Sadeen shoots a look to Chunhua, who shrugs lightly. “What? Pierce is new. Give her a break.”
Sadeen rolls her onyx doe-eyes and flounces away wordlessly to greet the other girls walking into the room. I turn to Chunhua.
“Did I say something wrong?”
“You’re not supposed to ask if things are real,” She whispers. “It’s rude.”
“I was just curious!”
“Being curious is pointless. It’s always real.” Chunhua motions around at the room - the gilded wallpaper, the clocks that look older than time itself, and the painted-angel ceiling. “Duh.”
“Duh,” I repeat to myself, quietly, as the girls start to shuffle in. Ten of them - no, like, twenty. Thirty? They keep coming, filling up the whole room, clinking plates and silverware and laughing as they take their seats, some of them sitting on couches and footstools and be-tasseled cushions on the floor.
Chunhua finally stands up, clapping her hands. “Are we all here? Awesome. Sadeen, can you roll out the list?”

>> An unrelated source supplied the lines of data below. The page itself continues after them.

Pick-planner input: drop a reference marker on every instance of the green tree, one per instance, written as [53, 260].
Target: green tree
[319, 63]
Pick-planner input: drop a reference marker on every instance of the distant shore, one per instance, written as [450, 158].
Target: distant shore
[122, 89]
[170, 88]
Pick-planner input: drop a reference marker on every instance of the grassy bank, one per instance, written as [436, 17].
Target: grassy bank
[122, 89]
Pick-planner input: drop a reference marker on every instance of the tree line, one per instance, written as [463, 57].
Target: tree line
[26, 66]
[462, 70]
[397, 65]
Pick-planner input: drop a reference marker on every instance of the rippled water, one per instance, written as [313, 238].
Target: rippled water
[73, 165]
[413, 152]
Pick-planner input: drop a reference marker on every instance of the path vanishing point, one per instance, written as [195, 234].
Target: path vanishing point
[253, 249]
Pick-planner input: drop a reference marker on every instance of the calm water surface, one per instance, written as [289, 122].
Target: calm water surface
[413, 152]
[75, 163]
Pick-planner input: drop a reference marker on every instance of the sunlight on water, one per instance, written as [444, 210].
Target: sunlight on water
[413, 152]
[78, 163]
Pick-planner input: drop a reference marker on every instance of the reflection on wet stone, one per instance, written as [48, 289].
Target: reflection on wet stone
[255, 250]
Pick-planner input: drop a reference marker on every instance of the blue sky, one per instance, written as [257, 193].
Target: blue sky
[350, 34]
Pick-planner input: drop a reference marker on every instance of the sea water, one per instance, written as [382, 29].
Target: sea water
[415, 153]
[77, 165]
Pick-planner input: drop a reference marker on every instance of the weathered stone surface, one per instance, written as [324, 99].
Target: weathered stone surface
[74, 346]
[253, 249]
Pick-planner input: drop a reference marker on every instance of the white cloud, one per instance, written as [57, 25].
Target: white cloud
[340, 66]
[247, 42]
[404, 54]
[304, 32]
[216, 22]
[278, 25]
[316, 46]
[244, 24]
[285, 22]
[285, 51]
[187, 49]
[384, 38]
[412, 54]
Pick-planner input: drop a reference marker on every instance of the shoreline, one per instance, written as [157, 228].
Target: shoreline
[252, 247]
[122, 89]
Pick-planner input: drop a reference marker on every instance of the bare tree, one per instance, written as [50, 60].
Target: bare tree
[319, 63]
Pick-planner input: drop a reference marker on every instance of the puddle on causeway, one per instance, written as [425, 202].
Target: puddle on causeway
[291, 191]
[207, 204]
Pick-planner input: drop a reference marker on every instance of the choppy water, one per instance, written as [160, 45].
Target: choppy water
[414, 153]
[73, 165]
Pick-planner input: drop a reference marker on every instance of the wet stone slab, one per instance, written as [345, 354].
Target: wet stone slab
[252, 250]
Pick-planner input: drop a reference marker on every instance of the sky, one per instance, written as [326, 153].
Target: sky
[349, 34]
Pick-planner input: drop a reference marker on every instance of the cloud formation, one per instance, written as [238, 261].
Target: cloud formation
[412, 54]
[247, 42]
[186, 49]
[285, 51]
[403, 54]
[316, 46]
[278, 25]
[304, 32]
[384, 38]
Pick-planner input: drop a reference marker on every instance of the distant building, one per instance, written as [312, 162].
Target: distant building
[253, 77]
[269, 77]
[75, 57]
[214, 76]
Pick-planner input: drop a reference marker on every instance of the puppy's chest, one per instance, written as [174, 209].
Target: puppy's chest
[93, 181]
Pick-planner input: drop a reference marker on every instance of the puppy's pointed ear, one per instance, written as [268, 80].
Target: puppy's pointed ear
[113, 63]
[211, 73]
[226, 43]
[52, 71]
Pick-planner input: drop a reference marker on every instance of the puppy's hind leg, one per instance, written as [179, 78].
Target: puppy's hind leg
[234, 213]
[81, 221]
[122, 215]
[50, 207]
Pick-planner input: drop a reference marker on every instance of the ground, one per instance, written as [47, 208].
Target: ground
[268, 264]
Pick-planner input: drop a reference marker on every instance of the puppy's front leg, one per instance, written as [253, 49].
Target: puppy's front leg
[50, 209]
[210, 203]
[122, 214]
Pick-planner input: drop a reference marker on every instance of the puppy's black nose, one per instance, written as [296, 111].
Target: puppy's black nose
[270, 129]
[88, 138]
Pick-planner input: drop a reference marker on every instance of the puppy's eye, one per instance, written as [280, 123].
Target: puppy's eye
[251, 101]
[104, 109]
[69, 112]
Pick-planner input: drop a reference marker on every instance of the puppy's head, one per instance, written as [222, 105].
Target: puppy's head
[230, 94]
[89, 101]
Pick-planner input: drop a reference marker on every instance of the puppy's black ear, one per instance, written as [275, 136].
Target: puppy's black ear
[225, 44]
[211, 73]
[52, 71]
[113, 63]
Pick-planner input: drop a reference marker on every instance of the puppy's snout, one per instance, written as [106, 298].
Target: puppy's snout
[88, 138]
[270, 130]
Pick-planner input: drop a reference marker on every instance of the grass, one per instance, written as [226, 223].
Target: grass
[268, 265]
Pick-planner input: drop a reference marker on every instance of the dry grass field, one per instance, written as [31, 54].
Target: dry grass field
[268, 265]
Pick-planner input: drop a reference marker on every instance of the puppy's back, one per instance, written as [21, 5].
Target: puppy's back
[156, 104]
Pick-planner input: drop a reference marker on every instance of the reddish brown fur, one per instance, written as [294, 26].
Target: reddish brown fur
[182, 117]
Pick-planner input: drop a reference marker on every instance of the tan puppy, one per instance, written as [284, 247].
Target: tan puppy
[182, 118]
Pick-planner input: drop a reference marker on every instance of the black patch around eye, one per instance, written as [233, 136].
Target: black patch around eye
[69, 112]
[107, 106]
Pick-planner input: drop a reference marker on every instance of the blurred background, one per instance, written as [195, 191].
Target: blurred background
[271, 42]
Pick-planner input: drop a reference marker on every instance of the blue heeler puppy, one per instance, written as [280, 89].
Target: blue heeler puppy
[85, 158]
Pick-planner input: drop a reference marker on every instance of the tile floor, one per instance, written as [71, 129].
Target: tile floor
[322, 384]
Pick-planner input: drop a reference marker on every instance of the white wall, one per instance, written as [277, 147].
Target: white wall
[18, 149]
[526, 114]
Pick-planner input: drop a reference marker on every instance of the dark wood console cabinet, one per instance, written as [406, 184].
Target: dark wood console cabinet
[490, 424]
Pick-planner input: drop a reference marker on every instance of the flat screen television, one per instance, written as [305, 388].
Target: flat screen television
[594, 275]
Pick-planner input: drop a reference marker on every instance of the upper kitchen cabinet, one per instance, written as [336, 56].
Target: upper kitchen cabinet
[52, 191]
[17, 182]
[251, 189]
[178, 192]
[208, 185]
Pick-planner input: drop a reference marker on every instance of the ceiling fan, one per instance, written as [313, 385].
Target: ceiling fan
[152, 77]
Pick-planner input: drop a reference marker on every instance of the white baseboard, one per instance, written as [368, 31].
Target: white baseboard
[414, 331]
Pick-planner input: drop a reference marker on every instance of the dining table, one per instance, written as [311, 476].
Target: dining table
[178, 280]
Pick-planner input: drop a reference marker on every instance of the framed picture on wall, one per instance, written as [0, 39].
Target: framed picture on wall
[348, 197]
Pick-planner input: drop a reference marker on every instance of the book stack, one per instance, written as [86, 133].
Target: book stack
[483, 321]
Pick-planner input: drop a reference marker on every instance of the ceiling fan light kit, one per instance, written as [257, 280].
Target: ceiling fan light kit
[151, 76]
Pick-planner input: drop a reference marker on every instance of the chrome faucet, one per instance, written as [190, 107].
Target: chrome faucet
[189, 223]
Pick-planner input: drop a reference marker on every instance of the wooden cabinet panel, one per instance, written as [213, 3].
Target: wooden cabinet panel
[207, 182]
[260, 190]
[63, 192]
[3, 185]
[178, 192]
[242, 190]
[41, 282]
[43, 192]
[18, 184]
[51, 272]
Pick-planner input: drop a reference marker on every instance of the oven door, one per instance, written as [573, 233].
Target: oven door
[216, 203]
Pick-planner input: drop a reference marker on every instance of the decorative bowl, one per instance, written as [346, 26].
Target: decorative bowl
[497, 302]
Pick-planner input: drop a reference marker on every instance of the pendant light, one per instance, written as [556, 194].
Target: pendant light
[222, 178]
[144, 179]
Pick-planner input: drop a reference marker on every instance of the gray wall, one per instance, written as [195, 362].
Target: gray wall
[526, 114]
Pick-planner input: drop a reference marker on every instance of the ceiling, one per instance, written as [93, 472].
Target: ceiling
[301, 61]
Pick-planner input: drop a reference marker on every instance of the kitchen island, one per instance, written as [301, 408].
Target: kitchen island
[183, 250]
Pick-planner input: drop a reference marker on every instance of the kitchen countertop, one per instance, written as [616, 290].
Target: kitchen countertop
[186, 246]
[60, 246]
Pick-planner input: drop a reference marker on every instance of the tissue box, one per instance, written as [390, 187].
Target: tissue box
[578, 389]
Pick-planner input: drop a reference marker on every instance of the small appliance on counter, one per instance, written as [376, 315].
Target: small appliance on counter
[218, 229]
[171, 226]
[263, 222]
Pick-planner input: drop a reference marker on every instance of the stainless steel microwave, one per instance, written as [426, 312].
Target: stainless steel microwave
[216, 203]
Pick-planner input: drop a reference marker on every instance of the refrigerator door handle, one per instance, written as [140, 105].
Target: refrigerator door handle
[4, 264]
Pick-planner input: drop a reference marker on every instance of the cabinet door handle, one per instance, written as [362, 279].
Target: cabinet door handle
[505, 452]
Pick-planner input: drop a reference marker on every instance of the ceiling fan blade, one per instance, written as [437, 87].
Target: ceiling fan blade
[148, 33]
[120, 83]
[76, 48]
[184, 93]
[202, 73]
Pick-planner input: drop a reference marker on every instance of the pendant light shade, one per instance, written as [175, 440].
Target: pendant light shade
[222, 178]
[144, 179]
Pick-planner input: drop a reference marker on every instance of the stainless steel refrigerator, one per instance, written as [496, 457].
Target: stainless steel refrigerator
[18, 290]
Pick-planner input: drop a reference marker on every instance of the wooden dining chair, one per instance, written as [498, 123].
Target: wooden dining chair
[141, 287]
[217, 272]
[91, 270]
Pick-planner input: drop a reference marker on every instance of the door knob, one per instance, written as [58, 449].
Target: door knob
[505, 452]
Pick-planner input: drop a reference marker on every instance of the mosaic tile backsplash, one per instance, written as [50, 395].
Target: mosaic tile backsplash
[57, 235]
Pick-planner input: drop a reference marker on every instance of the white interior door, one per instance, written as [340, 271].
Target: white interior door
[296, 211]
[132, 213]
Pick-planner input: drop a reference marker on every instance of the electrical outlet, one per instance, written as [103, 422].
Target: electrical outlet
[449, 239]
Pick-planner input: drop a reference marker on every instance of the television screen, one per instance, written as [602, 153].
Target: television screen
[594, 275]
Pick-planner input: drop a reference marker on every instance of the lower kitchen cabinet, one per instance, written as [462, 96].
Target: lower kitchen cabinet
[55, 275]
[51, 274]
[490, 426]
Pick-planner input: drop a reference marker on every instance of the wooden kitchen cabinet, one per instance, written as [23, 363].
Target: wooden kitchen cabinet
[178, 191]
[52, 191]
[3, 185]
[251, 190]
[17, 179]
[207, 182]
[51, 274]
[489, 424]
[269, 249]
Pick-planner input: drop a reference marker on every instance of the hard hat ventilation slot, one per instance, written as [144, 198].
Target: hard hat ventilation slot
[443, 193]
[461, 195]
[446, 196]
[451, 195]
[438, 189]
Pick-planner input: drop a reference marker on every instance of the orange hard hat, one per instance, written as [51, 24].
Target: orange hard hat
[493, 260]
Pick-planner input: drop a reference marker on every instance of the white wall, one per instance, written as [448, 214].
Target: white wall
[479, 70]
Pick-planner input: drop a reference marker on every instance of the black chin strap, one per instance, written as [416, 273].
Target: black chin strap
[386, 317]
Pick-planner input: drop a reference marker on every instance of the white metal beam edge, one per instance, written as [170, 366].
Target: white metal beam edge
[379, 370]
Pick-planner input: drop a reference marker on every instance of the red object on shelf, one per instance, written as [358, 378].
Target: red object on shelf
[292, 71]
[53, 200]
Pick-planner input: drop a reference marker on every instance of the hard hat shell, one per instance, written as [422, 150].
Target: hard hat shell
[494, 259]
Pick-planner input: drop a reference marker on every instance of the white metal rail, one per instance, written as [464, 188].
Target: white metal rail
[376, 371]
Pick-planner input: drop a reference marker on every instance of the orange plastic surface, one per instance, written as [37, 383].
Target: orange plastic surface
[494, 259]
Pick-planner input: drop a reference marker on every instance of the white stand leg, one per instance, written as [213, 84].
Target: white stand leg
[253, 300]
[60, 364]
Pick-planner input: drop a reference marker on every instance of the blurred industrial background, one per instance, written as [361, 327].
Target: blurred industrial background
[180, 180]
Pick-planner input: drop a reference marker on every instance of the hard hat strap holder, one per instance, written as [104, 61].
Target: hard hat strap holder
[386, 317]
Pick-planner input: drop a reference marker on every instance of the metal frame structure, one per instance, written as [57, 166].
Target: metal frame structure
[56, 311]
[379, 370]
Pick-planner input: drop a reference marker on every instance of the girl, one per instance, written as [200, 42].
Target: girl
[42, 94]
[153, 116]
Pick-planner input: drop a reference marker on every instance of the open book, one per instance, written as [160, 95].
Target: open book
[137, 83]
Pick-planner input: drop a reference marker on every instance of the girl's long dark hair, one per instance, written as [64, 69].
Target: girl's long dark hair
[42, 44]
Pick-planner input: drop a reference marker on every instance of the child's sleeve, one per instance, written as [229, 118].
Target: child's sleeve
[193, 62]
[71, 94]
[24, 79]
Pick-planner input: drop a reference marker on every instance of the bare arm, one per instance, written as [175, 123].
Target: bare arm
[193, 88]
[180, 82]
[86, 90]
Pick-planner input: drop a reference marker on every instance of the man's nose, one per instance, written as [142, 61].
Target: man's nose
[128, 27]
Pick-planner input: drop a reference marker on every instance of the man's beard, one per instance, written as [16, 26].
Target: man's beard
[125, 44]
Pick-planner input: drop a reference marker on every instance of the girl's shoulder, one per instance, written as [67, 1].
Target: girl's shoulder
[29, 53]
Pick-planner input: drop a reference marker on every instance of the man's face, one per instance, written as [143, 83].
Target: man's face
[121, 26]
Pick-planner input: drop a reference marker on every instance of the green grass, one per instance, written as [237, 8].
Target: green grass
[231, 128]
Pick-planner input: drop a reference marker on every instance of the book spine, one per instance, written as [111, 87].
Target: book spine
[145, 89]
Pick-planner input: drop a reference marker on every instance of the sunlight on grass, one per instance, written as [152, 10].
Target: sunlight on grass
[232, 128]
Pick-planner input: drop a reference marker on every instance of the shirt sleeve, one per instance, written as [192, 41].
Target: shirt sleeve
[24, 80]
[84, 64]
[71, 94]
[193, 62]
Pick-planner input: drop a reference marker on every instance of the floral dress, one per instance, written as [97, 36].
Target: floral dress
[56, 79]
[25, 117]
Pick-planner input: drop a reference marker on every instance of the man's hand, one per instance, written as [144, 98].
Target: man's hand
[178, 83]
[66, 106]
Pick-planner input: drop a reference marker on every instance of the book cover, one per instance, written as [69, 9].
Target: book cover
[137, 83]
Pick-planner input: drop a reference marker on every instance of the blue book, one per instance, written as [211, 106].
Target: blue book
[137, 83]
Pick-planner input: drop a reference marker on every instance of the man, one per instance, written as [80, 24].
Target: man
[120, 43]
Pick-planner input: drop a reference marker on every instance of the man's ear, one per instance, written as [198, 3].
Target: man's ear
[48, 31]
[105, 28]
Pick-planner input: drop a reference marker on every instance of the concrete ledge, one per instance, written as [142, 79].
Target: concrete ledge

Sadeen gets up and clears her throat, reading off her phone. “We have ten complaints this week, and fourteen praises. I’ll start alphabetically.”
She inhales primly, and I expect something even and calm from her, but her exhale comes out livid, her whole face curdling in a second. It goes red on the edges, her broad nose and pretty mouth carving in righteous anger. She shouts something in French, the words echoing off the horned walls like a battle cry.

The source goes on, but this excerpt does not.